Carney had been jailed since his arrest Friday night and appeared in court shackled and wearing a Lorain County Jail uniform. Judge Thomas Januzzi granted Carney a $1,000 personal bond during the hearing, but also ordered him to stay away from his live-in girlfriend, Colleen Donnelly, the alleged victim in the case.
Lorain County sheriff’s deputies were dispatched to Carney’s Amherst Township home about 9:30 p.m. Friday by a neighbor who heard a loud argument.
Donnelly told deputies that she and Carney had been drinking and began to argue. The argument escalated to a physical confrontation with Carney poking her with his finger, grabbing a phone out of her hand and making a motion like he was going to strike her with it, she said.
After Carney was arrested, he denied that there had been an altercation and accused Donnelly of making it up, Deputy Zara Hudson wrote in his report.
During Monday’s hearing, Donnelly told Januzzi that she had pushed Carney at one point during the altercation, something that led defense attorney Michael Stepanik to argue that “the facts in this case are in dispute at this time.”
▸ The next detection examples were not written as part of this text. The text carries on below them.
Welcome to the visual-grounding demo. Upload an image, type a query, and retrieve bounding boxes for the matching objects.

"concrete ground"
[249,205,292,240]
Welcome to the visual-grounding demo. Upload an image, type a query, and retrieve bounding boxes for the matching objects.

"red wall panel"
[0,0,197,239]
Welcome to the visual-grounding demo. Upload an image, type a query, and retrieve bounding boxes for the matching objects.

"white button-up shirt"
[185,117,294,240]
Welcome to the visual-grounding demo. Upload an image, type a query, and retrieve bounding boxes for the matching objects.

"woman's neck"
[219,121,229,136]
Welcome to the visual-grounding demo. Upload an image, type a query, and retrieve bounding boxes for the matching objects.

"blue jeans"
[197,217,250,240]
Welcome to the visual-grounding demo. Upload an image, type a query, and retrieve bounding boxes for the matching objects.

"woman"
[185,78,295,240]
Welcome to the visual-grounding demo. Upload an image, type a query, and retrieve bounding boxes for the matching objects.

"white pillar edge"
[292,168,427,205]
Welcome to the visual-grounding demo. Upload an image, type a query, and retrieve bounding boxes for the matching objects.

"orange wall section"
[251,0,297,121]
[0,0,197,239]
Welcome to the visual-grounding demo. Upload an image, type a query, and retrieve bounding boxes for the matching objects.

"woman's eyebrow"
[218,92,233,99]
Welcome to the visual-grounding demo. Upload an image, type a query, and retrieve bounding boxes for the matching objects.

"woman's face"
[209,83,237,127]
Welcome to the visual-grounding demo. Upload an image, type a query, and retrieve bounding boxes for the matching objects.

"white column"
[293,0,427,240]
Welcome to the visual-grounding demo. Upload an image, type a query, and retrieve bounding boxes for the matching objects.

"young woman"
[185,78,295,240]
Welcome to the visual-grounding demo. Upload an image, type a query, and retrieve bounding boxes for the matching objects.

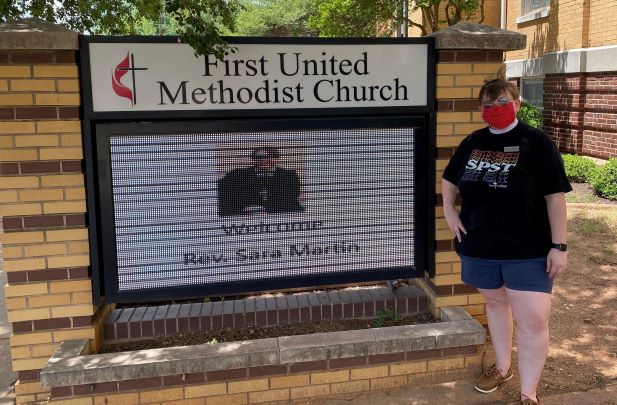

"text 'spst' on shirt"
[443,123,572,259]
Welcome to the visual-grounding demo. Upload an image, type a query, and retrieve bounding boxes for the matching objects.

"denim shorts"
[459,254,553,294]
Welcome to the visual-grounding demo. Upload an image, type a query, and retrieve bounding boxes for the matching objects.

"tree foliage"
[0,0,241,57]
[309,0,403,37]
[409,0,484,35]
[228,0,317,37]
[309,0,484,37]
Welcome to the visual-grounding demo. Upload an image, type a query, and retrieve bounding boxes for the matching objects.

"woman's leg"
[506,289,551,400]
[478,286,512,376]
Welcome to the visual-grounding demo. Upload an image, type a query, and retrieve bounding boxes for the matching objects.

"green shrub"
[371,308,401,328]
[516,101,543,128]
[589,158,617,200]
[562,155,596,183]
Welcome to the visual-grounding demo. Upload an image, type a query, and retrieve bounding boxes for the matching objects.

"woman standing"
[442,79,572,404]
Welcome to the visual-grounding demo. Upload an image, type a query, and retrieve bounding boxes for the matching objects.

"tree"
[309,0,484,37]
[0,0,241,58]
[309,0,403,37]
[409,0,484,35]
[229,0,317,37]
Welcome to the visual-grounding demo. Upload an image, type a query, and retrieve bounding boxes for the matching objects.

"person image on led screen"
[218,147,304,216]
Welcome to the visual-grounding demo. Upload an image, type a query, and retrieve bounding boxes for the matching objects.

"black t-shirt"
[443,122,572,259]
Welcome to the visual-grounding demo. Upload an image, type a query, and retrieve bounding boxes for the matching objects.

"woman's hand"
[546,249,568,279]
[443,207,467,242]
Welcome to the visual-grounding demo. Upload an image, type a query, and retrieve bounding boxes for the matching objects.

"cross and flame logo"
[111,51,148,106]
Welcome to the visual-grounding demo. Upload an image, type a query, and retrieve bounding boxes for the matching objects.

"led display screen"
[109,128,416,292]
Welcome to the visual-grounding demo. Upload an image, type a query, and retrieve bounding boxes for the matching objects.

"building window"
[521,78,544,109]
[521,0,549,15]
[516,0,551,24]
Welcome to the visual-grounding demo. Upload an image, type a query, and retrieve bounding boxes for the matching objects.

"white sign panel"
[90,43,428,112]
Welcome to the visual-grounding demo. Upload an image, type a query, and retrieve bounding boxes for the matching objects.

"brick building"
[409,0,617,159]
[504,0,617,159]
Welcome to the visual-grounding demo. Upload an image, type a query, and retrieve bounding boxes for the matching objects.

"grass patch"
[568,205,617,265]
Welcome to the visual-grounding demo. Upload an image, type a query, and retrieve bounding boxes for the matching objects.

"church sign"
[81,37,434,302]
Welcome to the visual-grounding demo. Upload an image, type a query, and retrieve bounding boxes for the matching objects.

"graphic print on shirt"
[461,149,519,188]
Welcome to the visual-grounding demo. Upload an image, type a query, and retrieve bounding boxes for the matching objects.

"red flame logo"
[111,52,133,105]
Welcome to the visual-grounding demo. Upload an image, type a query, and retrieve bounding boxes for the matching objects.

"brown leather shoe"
[474,365,512,394]
[521,394,540,405]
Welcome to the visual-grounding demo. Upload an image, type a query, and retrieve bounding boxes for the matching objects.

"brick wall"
[544,73,617,159]
[0,50,103,403]
[506,0,588,60]
[587,0,617,47]
[50,345,482,405]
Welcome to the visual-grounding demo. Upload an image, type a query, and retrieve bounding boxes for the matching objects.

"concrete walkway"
[0,270,17,405]
[311,381,617,405]
[0,271,617,405]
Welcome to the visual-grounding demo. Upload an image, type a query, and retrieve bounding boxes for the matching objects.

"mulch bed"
[99,313,439,353]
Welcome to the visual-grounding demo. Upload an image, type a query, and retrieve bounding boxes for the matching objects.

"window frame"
[519,76,544,111]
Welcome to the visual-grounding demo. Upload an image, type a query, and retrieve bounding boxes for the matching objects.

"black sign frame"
[80,36,436,303]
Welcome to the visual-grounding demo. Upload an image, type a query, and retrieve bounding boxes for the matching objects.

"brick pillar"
[0,19,103,404]
[418,22,525,324]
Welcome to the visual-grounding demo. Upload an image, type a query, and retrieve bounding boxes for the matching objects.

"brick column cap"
[0,18,79,50]
[429,21,527,51]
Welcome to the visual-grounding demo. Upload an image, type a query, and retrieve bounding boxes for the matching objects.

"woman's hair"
[478,77,519,104]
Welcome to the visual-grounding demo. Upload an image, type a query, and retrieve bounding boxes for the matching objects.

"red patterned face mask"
[482,101,516,129]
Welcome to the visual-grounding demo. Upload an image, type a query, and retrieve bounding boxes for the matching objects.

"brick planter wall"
[42,307,485,405]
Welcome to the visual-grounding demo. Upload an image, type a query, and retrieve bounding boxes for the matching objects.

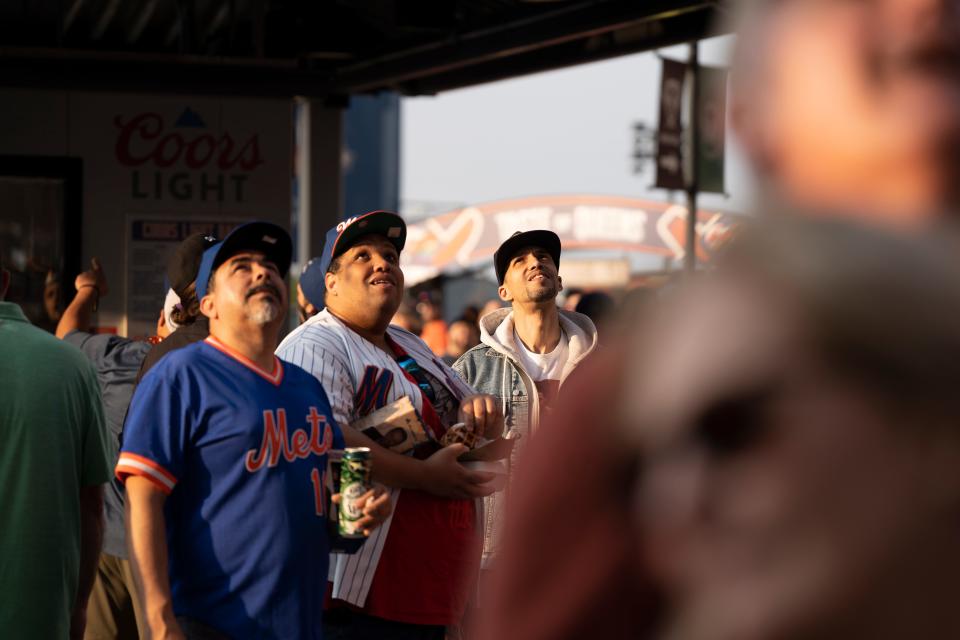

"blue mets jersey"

Donnelly also said Monday that during the eight years she’s lived with Carney, there’s been verbal abuse and about a half-dozen instances where the abuse turned physical, although she didn’t provide specifics. The abuse occurred when Carney was drinking, she said.
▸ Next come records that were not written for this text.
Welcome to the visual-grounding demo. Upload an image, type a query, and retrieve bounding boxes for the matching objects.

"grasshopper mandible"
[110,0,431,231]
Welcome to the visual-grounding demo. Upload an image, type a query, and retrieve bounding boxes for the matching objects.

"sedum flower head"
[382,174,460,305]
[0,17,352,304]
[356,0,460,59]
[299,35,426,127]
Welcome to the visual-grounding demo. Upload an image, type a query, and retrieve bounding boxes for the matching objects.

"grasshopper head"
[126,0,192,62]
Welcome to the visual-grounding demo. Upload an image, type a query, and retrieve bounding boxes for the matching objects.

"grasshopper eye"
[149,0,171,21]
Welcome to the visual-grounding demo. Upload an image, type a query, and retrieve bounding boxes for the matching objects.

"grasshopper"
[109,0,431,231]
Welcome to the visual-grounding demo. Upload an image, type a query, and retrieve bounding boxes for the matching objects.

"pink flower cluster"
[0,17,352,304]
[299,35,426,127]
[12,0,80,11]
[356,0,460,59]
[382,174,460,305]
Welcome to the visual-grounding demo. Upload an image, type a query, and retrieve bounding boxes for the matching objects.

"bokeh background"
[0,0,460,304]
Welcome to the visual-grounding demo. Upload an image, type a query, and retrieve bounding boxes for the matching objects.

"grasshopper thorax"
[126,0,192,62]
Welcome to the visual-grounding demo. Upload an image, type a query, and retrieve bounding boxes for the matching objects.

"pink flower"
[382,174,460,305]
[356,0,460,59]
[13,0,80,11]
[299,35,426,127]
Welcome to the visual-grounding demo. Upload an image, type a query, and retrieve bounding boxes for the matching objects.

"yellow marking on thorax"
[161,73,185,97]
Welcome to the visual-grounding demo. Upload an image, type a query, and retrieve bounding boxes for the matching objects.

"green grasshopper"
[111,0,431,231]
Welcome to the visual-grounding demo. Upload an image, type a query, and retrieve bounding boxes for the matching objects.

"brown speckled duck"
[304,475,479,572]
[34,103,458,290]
When she spoke with Hudson on Friday, Donnelly said she had never filed a complaint in the past because she didn’t think anything would happen to Carney or no one would believe her because of his position.
She said she didn’t want police involvement on Friday, either.
“If I could have avoided all this, I would have,” Donnelly told Januzzi. “I never meant for it to come this far.”
Although Donnelly signed a request for a temporary protection order against Carney after his arrest, she said Monday that she didn’t know what she was signing and didn’t want a protection order. She said she signed the request following a long day and that both she and Carney had been drinking but had nothing to eat that day.
“I was dazed and confused,” she said.
Prosecutor Frank Carlson said although Donnelly might not want the order, based on Carney’s history, he felt it was necessary.
“At this point, she wants to protect him because they’re both here sober, but the state has concerns about her safety,” Carlson said.
He also pointed out Carney’s criminal history, which includes DUI convictions in 1984, 2001 and 2006. Carney also was convicted of disorderly conduct in 2003 and pleaded an earlier domestic violence arrest in 2000 down to attempted assault. In that case, he was accused of hitting his then-girlfriend with a bag of cheeseburgers and his fist.
Despite objections from both Carney and Donnelly, Januzzi put a protection order in place, requiring Carney to move out of his Quail Hollow Court house and to stay at least 500 feet away from Donnelly. He also ordered Carney not to drink while he was free on bond and to wear an alcohol monitor.
Carney, a Democrat, has been county engineer since 1989 and also serves as the county’s appointed sanitary engineer. He was last re-elected in 2012.
Carney declined to comment after the hearing.